Einfach sei der Umgang mit dem hoch- abstrakten Gesetz, das für Verträge aller Art nicht weniger als einen Ausgleich zwischen Einzelfallgerechtigkeit und dem Grundsatz der Vertragstreue bezweckt, aber nicht. „Einigermaßen gesichert“ sei indes, dass der Krieg die sogenannte große Geschäftsgrundlage der meisten längerfristigen Bauverträge erschüttert.

„Darunter versteht man die Erwartung der vertragschließenden Parteien, dass sich die grundlegenden politischen, wirtschaftlichen und sozialen Rahmenbedingungen eines Vertrages nicht etwa durch Revolution, Krieg, Vertreibung, Hyperinflation oder eine (Natur-)Katastrophe ändern und somit die soziale Existenz erschüttert wird.“

Darüber hinaus könne man bei den schweren wirtschaftlichen Folgen des Krieges zumeist davon ausgehen, dass der Vertrag in Kenntnis eines späteren Kriegsausbruchs von den Parteien nicht mit demselben Inhalt geschlossen worden wäre.

Für einen durchsetzbaren Anspruch müssten aber weitere Voraussetzungen vorliegen, deren Beurteilung „mit erheblichen Unsicherheiten“ belastet ist.

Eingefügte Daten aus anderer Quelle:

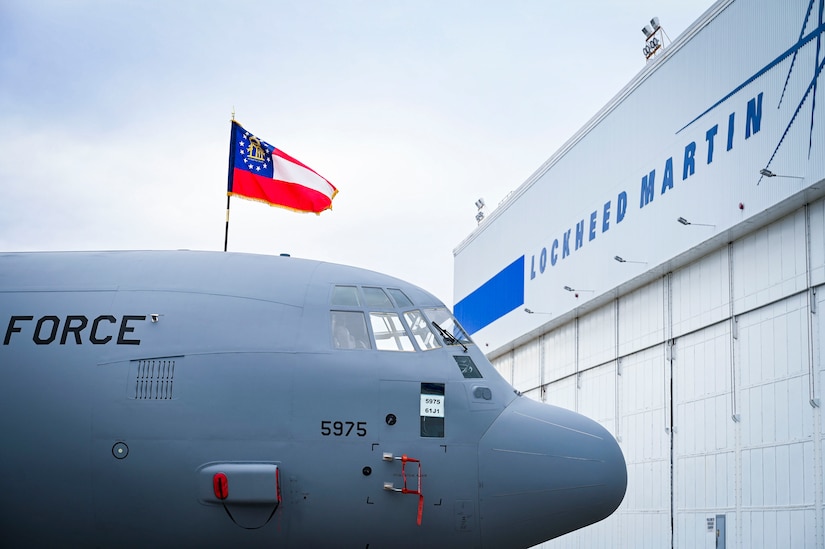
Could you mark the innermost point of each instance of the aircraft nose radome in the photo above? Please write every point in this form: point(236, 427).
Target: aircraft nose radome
point(545, 471)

Allem voran müsse ein Erfüllen des Vertrags für den Unternehmer unzumutbar sein, weil das ein für ihn untragbares Ergebnis zur Folge hätte. Dafür muss der Auftragnehmer zunächst seine Mehrkosten kausal zuordnen. In welcher Höhe sind ihm diese ausschließlich wegen des Kriegsausbruchs entstanden?

Sind diese Mehrkosten beziffert, gehe es um die Frage, in welchem prozentualen Verhältnis sie sich zum Auftragswert bewegen dürfen, ehe sie eine im Sinne des Gesetzes „unzumutbare Belastung“ sind. „Das Gesetz kennt solche prozentualen Grenzen oder Faustregeln bisher aber nicht.“

Neben der – rechtlich schwierigen –Preisanpassungsfrage hat der Krieg auch die Frage aufgeworfen, wie kriegsbedingte Verzögerungen zu werten sind. Da sei die Antwort aber klar. „Der Kriegsausbruch ist ein im Sinne von § 6 Abs. 2 c) VOB/B für den Unternehmer unabwendbarer Umstand. Ausführungsfristen werden nach Behinderungsanzeige oder Offenkundigkeit also verlängert. Der Unternehmer gerät nicht in Verzug“, erklärt Schill.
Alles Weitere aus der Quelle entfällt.